Une manière pudique et dis­crète – l’ours écrivain n’est ni Chris­tine Angot ni Amélie Nothomb et ne fait pas de révéla­tions fra­cas­santes. On sait à peine qu’il a une faib­lesse pour les petites dames blaireaux. Dans cet auto­por­trait aux quelque qua­tre-vingt entrées (d’Animaux à Zouave), l’auteur revient trem­per ses pattes dans le pot de miel de son enfance, ter­reau sucré de sa vie mais aus­si de son œuvre, de son atti­rance pour les guer­res – ses deux grands-pères se sont con­nus pen­dant le deux­ième con­flit mon­di­al, et leurs enfants se sont ren­con­trés par la suite pour don­ner nais­sance à celui qui n’aura de cesse de ques­tion­ner l’existence. Pour mieux l’interroger, il pose un regard décalé, éton­né, par­fois désen­chan­té sur le monde, l’espèce humaine, sur son œuvre et la lit­téra­ture. L’alphabet étant bien fait, c’est au cen­tre du recueil que fig­urent les mots Langue (défense de la plu­ral­ité des langues con­tre une quel­conque supré­matie du français), Lecteurs (une sorte d’ours qui n’est pas en voie de dis­pari­tion), Librairies (là où, enfant, il rêvait de tra­vailler), Lit­téra­ture (tout fait farine etc.), Livres (les miens) (qui restent une énigme pour lui, même après celui-ci). Non pas à l’exact cen­tre, dis­ons plutôt à l’avant-centre. Même si ce n’est pas, on peut sans douter pour l’amoureux des chemins détournés et des fins sus­pendues, cette place offen­sive (dite du renard des sur­faces, pour rester entre ani­maux de bonne com­pag­nie) que l’auteur occu­pait sur le ter­rain de foot­ball – il était gar­di­en de but, un poste qui con­vient mieux à l’ours des cav­ernes. S’il a fini par aban­don­ner ce sport, c’est qu’un jour, depuis les gradins, il a vu la viril­ité – autant dire la con­ner­ie – en action. Cet exem­ple est frap­pant car il mon­tre autant les valeurs de Xavier Han­otte – il préfère aux vain­queurs orgueilleux les per­dants mag­nifiques – que la posi­tion de spec­ta­teur qu’il cul­tive, qui lui four­nit matière à écrire.

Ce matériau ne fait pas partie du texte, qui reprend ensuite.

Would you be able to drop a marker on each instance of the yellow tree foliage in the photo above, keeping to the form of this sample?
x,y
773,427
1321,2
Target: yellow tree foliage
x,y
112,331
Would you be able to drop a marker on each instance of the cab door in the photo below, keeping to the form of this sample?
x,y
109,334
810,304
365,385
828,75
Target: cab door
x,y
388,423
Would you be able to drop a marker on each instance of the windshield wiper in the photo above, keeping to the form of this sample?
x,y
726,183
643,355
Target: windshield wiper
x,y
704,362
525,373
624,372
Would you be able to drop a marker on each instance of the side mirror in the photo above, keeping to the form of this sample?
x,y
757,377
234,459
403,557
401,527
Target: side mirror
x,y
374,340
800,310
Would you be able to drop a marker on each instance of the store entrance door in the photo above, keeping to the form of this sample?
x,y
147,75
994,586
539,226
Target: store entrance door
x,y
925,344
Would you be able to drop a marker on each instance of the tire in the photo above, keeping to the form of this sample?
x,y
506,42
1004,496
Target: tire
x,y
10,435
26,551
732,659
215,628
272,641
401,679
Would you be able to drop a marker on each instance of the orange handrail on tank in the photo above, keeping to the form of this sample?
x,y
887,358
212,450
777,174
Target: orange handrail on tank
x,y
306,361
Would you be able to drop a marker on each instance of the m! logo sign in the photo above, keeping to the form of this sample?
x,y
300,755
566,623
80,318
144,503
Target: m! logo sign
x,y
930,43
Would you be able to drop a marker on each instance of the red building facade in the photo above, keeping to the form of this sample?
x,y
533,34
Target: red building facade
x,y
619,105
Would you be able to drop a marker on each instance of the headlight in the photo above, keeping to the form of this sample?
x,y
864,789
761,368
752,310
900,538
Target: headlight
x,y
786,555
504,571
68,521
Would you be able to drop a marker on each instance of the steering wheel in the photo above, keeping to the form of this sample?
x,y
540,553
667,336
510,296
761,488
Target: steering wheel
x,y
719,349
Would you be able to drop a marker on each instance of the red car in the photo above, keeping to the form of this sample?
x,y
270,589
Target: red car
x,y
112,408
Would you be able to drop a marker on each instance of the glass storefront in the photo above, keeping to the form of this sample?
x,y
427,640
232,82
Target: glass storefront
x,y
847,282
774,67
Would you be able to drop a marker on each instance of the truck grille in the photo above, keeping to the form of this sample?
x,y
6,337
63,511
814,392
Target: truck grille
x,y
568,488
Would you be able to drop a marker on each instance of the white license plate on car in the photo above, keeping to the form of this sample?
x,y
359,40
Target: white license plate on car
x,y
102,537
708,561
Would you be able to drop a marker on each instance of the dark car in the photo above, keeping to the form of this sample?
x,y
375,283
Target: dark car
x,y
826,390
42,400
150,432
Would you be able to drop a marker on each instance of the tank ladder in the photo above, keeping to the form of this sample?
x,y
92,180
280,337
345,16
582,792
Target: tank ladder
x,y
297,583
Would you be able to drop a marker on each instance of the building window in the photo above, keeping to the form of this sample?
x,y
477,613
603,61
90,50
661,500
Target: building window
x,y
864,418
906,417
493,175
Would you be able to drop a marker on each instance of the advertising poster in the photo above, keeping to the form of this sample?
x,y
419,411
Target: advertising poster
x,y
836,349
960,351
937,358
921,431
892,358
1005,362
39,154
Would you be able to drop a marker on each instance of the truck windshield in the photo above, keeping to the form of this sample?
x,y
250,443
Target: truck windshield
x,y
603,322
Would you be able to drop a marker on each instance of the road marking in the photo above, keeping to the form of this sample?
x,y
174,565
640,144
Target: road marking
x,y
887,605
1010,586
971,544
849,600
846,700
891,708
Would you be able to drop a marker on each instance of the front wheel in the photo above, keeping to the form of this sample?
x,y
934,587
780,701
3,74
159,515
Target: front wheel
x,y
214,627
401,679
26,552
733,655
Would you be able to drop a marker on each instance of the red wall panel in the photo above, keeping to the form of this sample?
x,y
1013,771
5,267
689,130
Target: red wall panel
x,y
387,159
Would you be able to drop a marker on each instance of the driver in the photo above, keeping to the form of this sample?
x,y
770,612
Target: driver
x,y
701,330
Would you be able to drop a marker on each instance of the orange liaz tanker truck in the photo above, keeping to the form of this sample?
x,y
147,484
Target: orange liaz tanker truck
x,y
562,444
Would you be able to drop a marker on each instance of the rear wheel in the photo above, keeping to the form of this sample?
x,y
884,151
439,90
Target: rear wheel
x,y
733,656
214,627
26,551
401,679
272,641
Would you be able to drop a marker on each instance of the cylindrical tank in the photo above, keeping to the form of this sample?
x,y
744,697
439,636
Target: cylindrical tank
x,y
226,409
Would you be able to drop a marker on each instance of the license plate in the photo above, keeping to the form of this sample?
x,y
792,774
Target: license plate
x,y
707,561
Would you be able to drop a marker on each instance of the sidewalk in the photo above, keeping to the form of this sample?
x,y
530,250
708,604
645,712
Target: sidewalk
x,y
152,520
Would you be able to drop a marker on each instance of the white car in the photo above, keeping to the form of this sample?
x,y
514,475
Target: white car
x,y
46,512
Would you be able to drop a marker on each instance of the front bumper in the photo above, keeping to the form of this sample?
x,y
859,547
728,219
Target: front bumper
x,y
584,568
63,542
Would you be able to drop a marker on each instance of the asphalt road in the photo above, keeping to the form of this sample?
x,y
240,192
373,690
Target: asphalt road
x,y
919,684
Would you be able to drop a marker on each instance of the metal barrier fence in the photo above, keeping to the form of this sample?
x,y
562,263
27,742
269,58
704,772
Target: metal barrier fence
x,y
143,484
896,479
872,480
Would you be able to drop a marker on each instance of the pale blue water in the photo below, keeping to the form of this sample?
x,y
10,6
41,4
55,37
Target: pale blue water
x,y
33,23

Car, comme il le dit et ain­si qu’on l’a déjà sug­géré, la lit­téra­ture est un proces­sus de trans­for­ma­tion : tout ce qu’il observe – et il peut tout observ­er de « l’inclination de la rue qu’il emprunte [à] la nuance de bleu dont se pare le ciel au-dessus de sa tête » – est jeté ensuite « dans sa grande cen­trifugeuse de mots » pour en ressor­tir par­fois pareil, par­fois changé. L’imagination est aus­si un out­il à réformer la réal­ité, à la met­tre à dis­tance et la ren­dre sup­port­able. Cette posi­tion une pat­te dedans/une jambe dehors, observateur/écrivain est symp­to­ma­tique de son obses­sion du dou­ble. Car tout est (au moins) dou­ble dans son œuvre : le temps, les his­toires, les lieux, les élé­ments thé­ma­tiques… On peut aus­si ajouter que cha­cun de ses per­son­nages prin­ci­paux à un dou­ble, comme si le vrai je était tou­jours autre. Ou l’auteur tou­jours un ours. Soli­taire autant que sol­idaire. Mis­an­thrope autant qu’humaniste. Un peu comme cet autre de chez nous, dessi­na­teur autant que Chat. Oui, quelque­fois, en lisant cet abécé­daire, on pense à Philippe Geluck et à son per­son­nage vedette – mais l’ours (d’) Han­otte n’est pas une star, la notoriété ne lui sied guère. On y pense à cause de leur goût com­mun de l’autodérision, de l’ironie, de l’aphorisme, de la cita­tion (par­fois détournée), du para­doxe, à cause de leur pro­fonde légèreté et de leur légère pro­fondeur. A cause d’un même sourire mélan­col­ique qui nous reste sur les lèvres quand on referme leurs livres.